Objectives. Our objective was to test fractal dimension (D), a measure of clustering of ventricular premature complexes (VPCs), on entry Holter recording as a predictor of future arrhythmic death and other-cause mortality in postinfarction patients in the Cardiac Arrhythmic Suppression Trial (CAST).

Background. Nonlinear dynamic methods of signal processing are being applied in medicine to provide new insights into apparently “chaotic” biologic events, including cardiac arrhythmias. One such application is the derivation of a fractal D to describe the clustering of VPCs in time.

Methods. Baseline Holter recordings were analyzed in blinded manner for 484 patients: 237 died or had a resuscitated cardiac arrest during follow-up, and 247 matched patients had no events. Fractal D, measured in four ways, was assessed as a predictor using Cox regression.

Results. One measure of D (high resolution D) was a significant univariate (relative hazard ratio 0.79 per SD change, p = 0.011) and multivariate (hazard ratio 0.75, p = 0.046) predictor of arrhythmic death but not other death (univariate p = 0.95, relative hazard 0.95, p = 0.66). Fractal D was greater (VPCs less clustered) in those patients free of arrhythmic events. On subgroup analysis, the predictive value of D resided in the randomized patient group (i.e., those who showed VPC suppression during initial antiarrhythmic drug titration and were randomized to blinded therapy with active drug or placebo) (multivariate hazard ratio 0.57, p = 0.001).

Conclusions. A high resolution fractal D was predictive of arrhythmic (but not nonarrhythmic) death in a large postinfarction cohort. Further study of this new signal processing approach to ambulatory electrocardiographic recording will be of interest.

(J Am Coll Cardiol 1997;30:226–32)

Ambulatory electrocardiographic (ECG) recording (Holter monitoring) has been extensively used for detection, risk stratification and therapeutic guidance of ventricular and supraventricular arrhythmias.

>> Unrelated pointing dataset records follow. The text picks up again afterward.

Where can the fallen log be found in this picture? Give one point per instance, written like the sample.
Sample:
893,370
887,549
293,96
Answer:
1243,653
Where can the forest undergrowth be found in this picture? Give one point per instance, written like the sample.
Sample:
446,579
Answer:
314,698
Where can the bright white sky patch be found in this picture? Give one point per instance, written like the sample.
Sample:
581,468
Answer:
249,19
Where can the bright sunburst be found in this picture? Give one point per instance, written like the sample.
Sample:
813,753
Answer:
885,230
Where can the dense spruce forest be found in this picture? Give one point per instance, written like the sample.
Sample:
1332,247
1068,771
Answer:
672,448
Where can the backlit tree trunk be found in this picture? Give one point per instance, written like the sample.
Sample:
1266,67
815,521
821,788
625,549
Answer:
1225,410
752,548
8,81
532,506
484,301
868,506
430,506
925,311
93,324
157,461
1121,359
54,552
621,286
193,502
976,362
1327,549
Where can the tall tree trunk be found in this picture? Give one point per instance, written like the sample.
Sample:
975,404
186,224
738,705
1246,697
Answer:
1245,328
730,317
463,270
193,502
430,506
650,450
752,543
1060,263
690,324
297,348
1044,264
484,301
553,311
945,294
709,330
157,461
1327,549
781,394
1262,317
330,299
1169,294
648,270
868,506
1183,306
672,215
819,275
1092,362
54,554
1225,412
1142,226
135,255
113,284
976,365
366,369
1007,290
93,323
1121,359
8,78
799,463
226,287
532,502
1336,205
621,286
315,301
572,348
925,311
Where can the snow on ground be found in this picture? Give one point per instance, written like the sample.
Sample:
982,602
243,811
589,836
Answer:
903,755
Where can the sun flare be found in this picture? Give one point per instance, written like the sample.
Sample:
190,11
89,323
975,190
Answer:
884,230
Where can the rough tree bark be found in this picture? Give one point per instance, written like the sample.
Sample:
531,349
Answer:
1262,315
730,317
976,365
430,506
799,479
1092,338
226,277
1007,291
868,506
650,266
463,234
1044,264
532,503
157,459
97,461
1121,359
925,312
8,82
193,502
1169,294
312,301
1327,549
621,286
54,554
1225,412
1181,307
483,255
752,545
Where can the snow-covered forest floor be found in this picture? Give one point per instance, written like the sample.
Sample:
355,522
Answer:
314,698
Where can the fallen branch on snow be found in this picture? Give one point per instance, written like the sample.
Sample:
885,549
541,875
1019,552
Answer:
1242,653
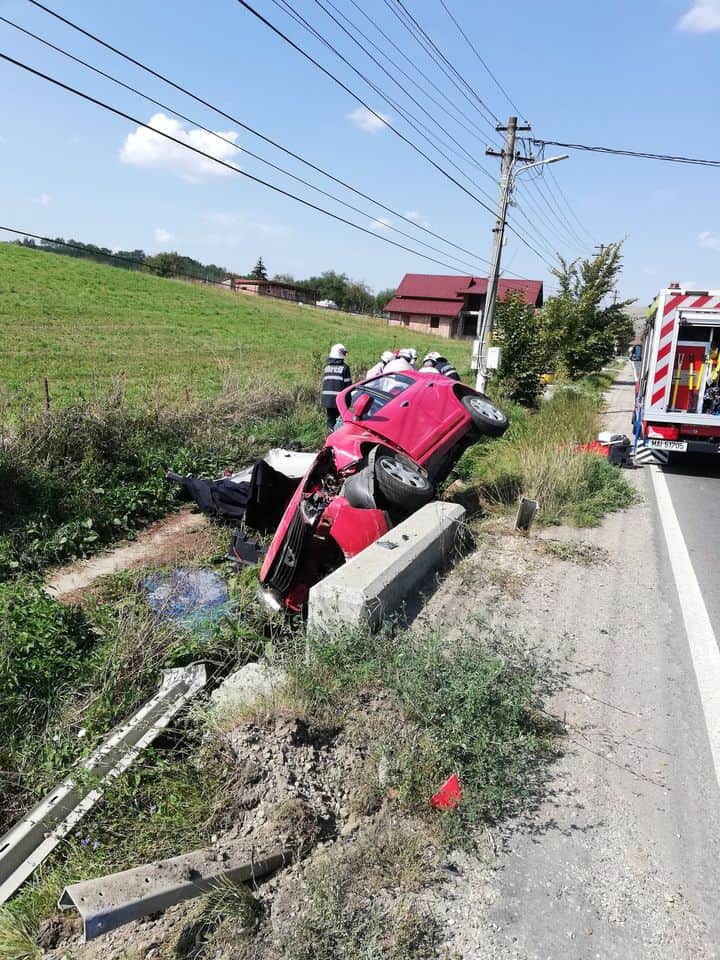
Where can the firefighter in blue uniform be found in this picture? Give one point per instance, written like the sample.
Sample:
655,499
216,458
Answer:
336,377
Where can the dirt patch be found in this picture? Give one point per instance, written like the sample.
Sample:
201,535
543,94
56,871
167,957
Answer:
179,538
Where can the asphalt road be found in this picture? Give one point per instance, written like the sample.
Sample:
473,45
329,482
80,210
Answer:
694,484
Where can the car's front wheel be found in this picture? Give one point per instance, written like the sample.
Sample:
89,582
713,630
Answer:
486,417
401,483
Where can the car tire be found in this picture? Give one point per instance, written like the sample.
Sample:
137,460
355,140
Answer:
486,417
401,483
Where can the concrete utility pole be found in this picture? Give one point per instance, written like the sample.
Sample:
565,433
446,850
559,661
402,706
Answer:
485,319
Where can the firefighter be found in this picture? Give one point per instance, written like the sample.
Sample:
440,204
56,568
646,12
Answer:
385,357
336,377
434,362
400,363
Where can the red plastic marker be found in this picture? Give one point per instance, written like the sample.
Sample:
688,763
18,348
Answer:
449,795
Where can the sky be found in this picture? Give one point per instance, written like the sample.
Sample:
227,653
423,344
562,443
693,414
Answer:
635,74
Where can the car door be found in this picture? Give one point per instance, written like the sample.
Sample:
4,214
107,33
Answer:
420,413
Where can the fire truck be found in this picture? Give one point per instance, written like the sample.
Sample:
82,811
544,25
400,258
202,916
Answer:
677,404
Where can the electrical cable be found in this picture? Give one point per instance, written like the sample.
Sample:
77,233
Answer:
552,178
222,113
475,50
387,73
244,126
427,49
243,173
452,67
388,39
231,143
543,183
409,118
619,152
397,132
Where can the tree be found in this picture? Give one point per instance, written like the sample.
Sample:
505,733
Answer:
517,331
258,271
581,330
383,298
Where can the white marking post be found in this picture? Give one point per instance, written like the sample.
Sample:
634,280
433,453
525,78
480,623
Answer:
701,637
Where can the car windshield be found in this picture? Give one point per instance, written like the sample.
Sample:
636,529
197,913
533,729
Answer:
380,390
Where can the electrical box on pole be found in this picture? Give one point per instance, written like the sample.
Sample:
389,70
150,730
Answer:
485,321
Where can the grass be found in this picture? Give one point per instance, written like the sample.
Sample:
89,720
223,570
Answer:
82,324
536,458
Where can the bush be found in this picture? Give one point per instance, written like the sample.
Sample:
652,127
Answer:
43,645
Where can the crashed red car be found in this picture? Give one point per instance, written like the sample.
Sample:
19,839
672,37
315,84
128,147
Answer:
401,434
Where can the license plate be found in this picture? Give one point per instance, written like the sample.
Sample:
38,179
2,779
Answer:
680,445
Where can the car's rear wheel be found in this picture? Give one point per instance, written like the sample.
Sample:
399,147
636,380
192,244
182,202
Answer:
486,417
401,483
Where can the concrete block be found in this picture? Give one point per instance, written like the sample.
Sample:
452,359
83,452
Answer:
253,682
387,573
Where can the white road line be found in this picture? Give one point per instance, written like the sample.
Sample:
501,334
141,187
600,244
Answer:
701,637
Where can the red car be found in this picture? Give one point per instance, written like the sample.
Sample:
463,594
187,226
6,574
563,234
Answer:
401,435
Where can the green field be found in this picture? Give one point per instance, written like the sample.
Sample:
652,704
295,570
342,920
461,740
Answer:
81,324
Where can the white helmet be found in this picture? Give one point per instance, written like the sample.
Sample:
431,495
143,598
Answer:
431,357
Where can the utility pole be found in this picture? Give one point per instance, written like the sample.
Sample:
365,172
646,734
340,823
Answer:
486,317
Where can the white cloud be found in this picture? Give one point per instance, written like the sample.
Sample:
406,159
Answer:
144,148
368,120
702,17
709,241
233,227
163,236
417,218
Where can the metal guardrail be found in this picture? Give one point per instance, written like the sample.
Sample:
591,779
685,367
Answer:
24,847
110,902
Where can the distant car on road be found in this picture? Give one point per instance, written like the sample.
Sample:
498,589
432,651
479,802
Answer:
400,436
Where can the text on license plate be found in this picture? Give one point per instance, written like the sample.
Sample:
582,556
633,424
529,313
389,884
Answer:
669,444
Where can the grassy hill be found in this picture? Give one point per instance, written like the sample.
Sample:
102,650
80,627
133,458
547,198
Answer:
81,324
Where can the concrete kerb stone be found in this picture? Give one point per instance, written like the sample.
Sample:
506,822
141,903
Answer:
385,575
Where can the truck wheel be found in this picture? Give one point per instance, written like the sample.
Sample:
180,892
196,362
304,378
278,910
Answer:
486,417
401,483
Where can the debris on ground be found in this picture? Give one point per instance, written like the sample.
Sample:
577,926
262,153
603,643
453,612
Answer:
192,599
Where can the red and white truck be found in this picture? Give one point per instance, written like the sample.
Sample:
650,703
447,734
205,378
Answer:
677,406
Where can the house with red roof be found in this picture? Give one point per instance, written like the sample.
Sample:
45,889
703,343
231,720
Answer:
448,305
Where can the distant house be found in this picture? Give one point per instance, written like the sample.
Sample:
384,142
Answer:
448,305
271,288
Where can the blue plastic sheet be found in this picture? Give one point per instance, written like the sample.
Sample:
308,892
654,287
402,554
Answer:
190,598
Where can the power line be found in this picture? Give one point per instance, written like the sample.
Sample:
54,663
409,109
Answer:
402,53
229,142
208,156
475,50
426,47
554,179
548,184
222,113
617,151
397,132
387,73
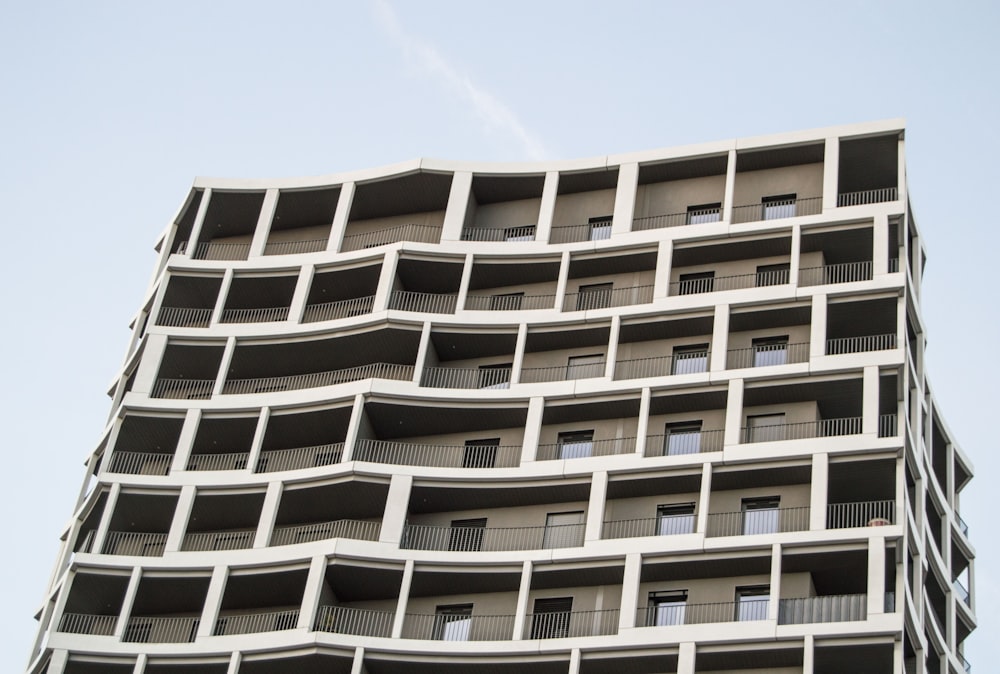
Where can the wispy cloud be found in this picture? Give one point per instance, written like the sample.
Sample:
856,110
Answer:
493,112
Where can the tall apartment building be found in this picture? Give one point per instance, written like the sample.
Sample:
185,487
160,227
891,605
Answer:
660,412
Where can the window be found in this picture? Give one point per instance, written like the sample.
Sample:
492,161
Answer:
666,608
550,618
704,213
596,296
467,535
751,602
674,518
563,530
453,623
776,207
689,359
692,284
576,444
682,438
760,515
480,453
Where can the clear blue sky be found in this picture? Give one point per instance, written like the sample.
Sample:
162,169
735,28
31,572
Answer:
109,110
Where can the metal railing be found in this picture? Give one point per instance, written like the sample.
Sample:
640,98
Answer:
521,233
293,247
579,449
230,461
189,389
203,541
184,317
425,303
328,311
139,544
776,210
255,315
441,456
491,539
695,217
161,630
567,624
454,627
764,521
381,237
610,297
684,442
867,196
534,375
315,379
359,530
861,344
83,623
827,609
808,429
846,272
274,460
860,514
358,621
250,623
140,463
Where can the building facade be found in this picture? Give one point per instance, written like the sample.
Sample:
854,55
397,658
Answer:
660,412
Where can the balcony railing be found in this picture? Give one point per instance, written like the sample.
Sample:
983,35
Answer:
860,514
231,461
381,237
846,272
359,530
579,449
161,630
256,315
294,247
867,196
250,623
491,539
826,609
678,443
764,355
610,297
466,377
134,543
274,460
862,344
776,210
695,217
82,623
328,311
534,375
763,521
358,621
809,429
425,303
522,233
203,541
440,456
184,317
140,463
316,379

Information derived from Holter monitoring commonly includes the frequency of single ventricular premature complexes (VPCs), couplets and runs of ventricular tachycardia. Together with markers of left ventricular dysfunction, the frequency and complexity of ventricular arrhythmias have been used as prognostic indicators in patients with structural heart disease, including myocardial infarction ([1–3]). However, arrhythmia frequency by itself is an imperfect marker of risk, and suppression of prognostically important ventricular arrhythmias does not necessarily predict an im- proved prognosis ([4–6]). Hence, other measures of vulnerability to life-threatening ventricular arrhythmias are of interest. Examples of advanced approaches to ECG signal processing include signal averaging ([7, 8]), heart period variability ([9]) and fractal dimension (D) measures of VPC clustering ([10]).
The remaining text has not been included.